E allora armiamoci di scarpe comode, pazienza, cortesia d'animo e andiamo alla festa. Ai Giardini, alle Corderie, tra ricevimenti esclusivi nei palazzi patrizi e spritz in spazi underground fatiscenti, la laguna esulta ovunque e l'atmosfera è elettrizzante. Come sempre, nei tre giorni dell'anteprima. Incontriamo la solita varia umanità che popola l'evento, persone che vanno a vedere le mostre piuttosto che a farsi vedere (e fotografare) alle mostre. Il solito chiacchiericcio, cinguettio, entusiasmo simulato, o altrettanto simulata indignazione. Ognuno recita la sua parte nel grande circo dell'evento internazionale d'arte contemporanea più importante. Il tema dello straniero è intrigante di per sé, se solo lo sguardo del direttore delle arti visive fosse riuscito ad andare oltre le mode del momento.
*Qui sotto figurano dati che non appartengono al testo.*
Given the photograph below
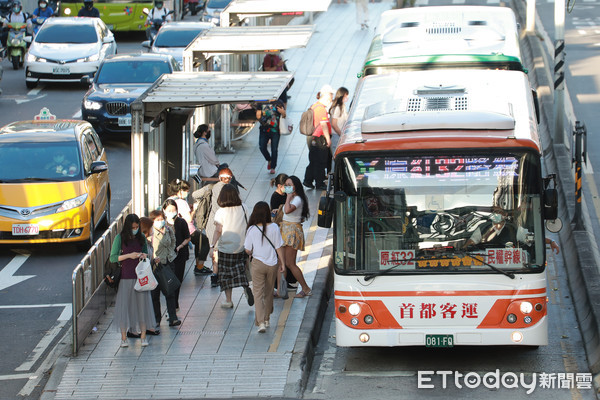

Anziché ancorarsi alla parola queer di tendenza, forse un riferimento all'Ulisse di Omero - uno straniero in terre straniere - avrebbe aiutato ad ampliare la visuale. Ci saremmo accontentati di un richiamo - in omaggio alla città che ospita l'evento - a un altro grande viaggiatore in terre sconosciute come Marco Polo, a 700 anni dalla sua morte. No. Avremmo anche apprezzato, dopo 123 anni dalla nascita della psicoanalisi, un ulteriore approfondimento sul concetto che in fondo ciascuno di noi, a causa dell'inconscio, è straniero in primo luogo a se stesso. Niente da fare. Qui, per esporre e vincere premi, i requisiti - nobili in teoria - sono: provenienza dal Terzo o Quarto mondo, appartenenza alle categorie dei marginalizzati, dei poveri, degli oppressi. Purtroppo, però, la pietas umanitaria di Pedrosa scivola nel conformismo dei non conformisti e vi si adatta. Per essere invitati alla sua biennale, sembra che si debba aver militato in collettivi, preferibilmente femministi. Necessario anche dichiararsi fluidi, strizzare l'occhio alle norme comportamentali LGBTQIA+ (lesbiche, gay, bisessuali, transgender, queer, intersessuali, asessuali).
La qualità artistica? Una gradita opzione, se capita. Prevalgono le dichiarazioni d'intenti: recriminazione anticolonialista, protesta in stile gay pride, o documentario, proposta di opere folk che sembrano provenire da artigianato Maori, Nigeriano o Carioca. Arazzi, ricami, patchwork vari, il cui valore è dato quasi esclusivamente dall'etnia, o dalle orientazioni sessuali non tradizionali di chi li ha realizzati. Tanto colore, tanta pittura - un valore se non fosse per lo più raffazzonata, approssimativa, carnevalesca. Ricorderemo questa edizione 2024, nel complesso, come una sfavillante Babele. Sì, stranieri ovunque, anche noi a casa nostra. Va detto che almeno il titolo, questo strano (o queer o che?) direttore l'ha azzeccato.